The hulking galloper hits the scales at 575 kilos, or $3.45 million in caviar terms.
So her 12th victory from 12 starts makes her worth her weight in the finest sturgeon’s roe, give or take a spoonful for each of the 25,000-plus spectators who gave her a standing ovation on Saturday.
And there’s plenty more Beluga where that came from, as the four-year-old mare’s owners eye riches abroad for their miracle sprinter.
Black Caviar, an almost unbackable favourite at $1.14, gave connections a few palpitations early in Saturday’s $1 million Group One race, but mowed down Hay List 100 metres from home and won the $600,000 first prize going away.
“She takes your breath away,” said jockey Luke Nolen, whose biggest complaint is that his rides on Black Caviar don’t last long enough.
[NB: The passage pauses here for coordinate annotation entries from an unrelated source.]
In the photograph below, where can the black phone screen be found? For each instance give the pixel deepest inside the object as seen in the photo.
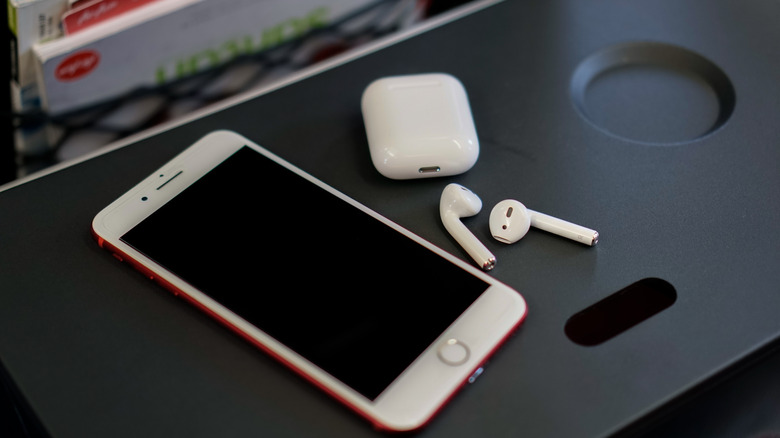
(350, 294)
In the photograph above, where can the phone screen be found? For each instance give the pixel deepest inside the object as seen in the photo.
(350, 294)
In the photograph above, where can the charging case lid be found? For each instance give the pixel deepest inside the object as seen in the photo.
(419, 126)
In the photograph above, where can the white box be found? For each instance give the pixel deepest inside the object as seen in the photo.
(166, 40)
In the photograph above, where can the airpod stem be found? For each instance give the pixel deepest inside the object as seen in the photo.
(563, 228)
(473, 247)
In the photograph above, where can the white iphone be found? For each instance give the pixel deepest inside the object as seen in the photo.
(379, 318)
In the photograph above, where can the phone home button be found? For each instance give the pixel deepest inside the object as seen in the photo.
(453, 352)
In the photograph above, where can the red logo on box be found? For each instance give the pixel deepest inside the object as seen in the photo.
(77, 65)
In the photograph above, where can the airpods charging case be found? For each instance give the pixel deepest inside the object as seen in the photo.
(419, 126)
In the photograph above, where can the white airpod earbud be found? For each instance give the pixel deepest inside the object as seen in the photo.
(510, 220)
(457, 202)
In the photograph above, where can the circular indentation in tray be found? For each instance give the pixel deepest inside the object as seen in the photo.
(652, 93)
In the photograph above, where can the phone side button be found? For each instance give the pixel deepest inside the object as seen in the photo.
(453, 352)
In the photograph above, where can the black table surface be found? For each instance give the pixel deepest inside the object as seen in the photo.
(98, 350)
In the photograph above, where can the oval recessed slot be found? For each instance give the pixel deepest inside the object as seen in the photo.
(429, 169)
(620, 311)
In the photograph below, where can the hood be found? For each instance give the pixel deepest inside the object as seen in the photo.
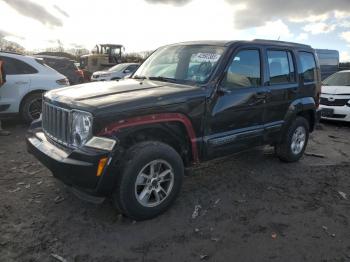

“She is a once in a lifetime horse.”
Neil Werrett, one of five owners who have already had their $200,000 price tag repaid 16 times in prize money, said: “She has been brilliant for all of us.
“She continues to defy gravity.”
Trainer Peter Moody paid tribute to the crowds who flocked to see the most talked about horse in Australian racing.
“It’s great to see how well she has been received,” Moody said.
“She has put our sport back to the forefront where it belongs.”
“She is a hero horse and a people’s horse,” Australian Turf Club CEO Darren Pearce said.
“Everyone is getting on board the Black Caviar express.”
It was the first time Black Caviar had raced outside Victoria, but going the “wrong way round” didn’t seem to bother her one bit.
She dominated the day to such an extent that she grabbed all the limelight from Shamrocker, ridden by Glen Boss, who became the first filly in more than two decades to win the the feature race, the $1.5 million Australian Derby.
Helmet’s victory in the other Group One race, the 1400m Sires’ Produce Stakes, gave trainer Peter Snowden, the Darley stable and jockey Kerrin McEvoy the second leg of Sydney’s autumn triple crown for two-year-olds after Sepoy’s Golden Slipper triumph last week.
But no matter what anyone else did, the day belonged to Black Caviar.